Any other advice, concerns, things to watch out for?
#1 – ANY puppy that shows an acute onset of lameness (limping), whether it happened running in your back yard or jumping off a couch needs to be seen IMMEDIATELY by a veterinarian.
#2 – Running with your dog takes time, patience, and training. It’s really important that your dog knows how to walk calmly on a lead, stay by your side, etc… because that will all translate to running. Running can be hard when you have a dog that pulls because it can change your own gait and get you out of alignment if you’re constantly being pulled on by a dog.
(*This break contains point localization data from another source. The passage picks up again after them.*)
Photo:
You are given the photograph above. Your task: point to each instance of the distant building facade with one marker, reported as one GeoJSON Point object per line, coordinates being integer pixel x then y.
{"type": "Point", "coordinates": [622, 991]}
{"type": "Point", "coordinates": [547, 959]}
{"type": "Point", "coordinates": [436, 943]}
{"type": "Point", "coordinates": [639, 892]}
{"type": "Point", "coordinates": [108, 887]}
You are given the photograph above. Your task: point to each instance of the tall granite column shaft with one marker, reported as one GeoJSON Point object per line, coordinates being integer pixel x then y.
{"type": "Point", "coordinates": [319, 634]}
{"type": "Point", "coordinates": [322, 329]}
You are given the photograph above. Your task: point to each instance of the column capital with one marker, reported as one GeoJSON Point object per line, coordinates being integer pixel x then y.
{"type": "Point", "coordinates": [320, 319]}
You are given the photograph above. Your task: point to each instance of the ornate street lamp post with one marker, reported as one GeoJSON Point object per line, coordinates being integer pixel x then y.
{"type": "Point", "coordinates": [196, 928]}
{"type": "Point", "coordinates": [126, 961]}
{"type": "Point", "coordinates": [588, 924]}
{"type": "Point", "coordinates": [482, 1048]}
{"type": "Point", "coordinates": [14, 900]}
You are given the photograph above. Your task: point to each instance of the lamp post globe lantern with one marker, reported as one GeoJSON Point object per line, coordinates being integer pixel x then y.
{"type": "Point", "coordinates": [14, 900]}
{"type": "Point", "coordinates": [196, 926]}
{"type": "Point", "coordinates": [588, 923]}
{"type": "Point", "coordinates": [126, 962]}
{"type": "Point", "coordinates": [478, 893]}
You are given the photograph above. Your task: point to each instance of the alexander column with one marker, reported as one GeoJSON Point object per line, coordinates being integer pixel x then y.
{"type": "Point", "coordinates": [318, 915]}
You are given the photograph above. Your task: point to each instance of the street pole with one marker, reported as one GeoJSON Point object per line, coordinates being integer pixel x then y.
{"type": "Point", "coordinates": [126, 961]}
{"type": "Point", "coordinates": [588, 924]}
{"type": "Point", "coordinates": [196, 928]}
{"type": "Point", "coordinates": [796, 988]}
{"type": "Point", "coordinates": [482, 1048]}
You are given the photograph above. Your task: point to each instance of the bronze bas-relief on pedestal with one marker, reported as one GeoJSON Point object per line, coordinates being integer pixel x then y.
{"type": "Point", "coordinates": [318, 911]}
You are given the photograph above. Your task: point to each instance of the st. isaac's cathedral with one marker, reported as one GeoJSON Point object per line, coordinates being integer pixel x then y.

You’ll be so much happier as a runner with your dog if you’ve trained your dog to run by your side and not pull.
#3 – Use a leash and go hands-free. There are lots of leashes that you can fasten around your waist and work great for running hands-free! Ruff Wear makes great ones, so does Chaco and Stunt Puppy, just to name a few. It’s so nice not to have to hold a leash in your hand for a run… I can’t imagine running without one.
#4 – Be smart if you’re going to run with your dog off leash. Know that it is 100% your responsibility whatever he or she does, no matter who he or she runs into on a trail. Don’t assume that other dogs are friendly, don’t assume humans are dog-friendly, and don’t assume that just because you think your dog is friendly that something bad can’t happen. Don’t assume that it’s ok for your friendly dog to approach any other dog, especially another dog that’s on leash – that dog may not appreciate it! Don’t be defensive if something does happen, ESPECIALLY if you chose not to leash your dog. Take responsibility.
#5 – Pick up poop. Duh.
#6 – Running with my dog is absolutely one of the best parts of my day every day that I get to do it!
Like Marejka, I agree that running with Scout is always more fun than running solo. Thanks to her for all the great information!
Lastly, an important part of running is recovery, so I offer a nod to the best recovery pets … cats. Always down for an off-day, a post-run massage, or a recovery nap.
Do you have a four-legged running partner?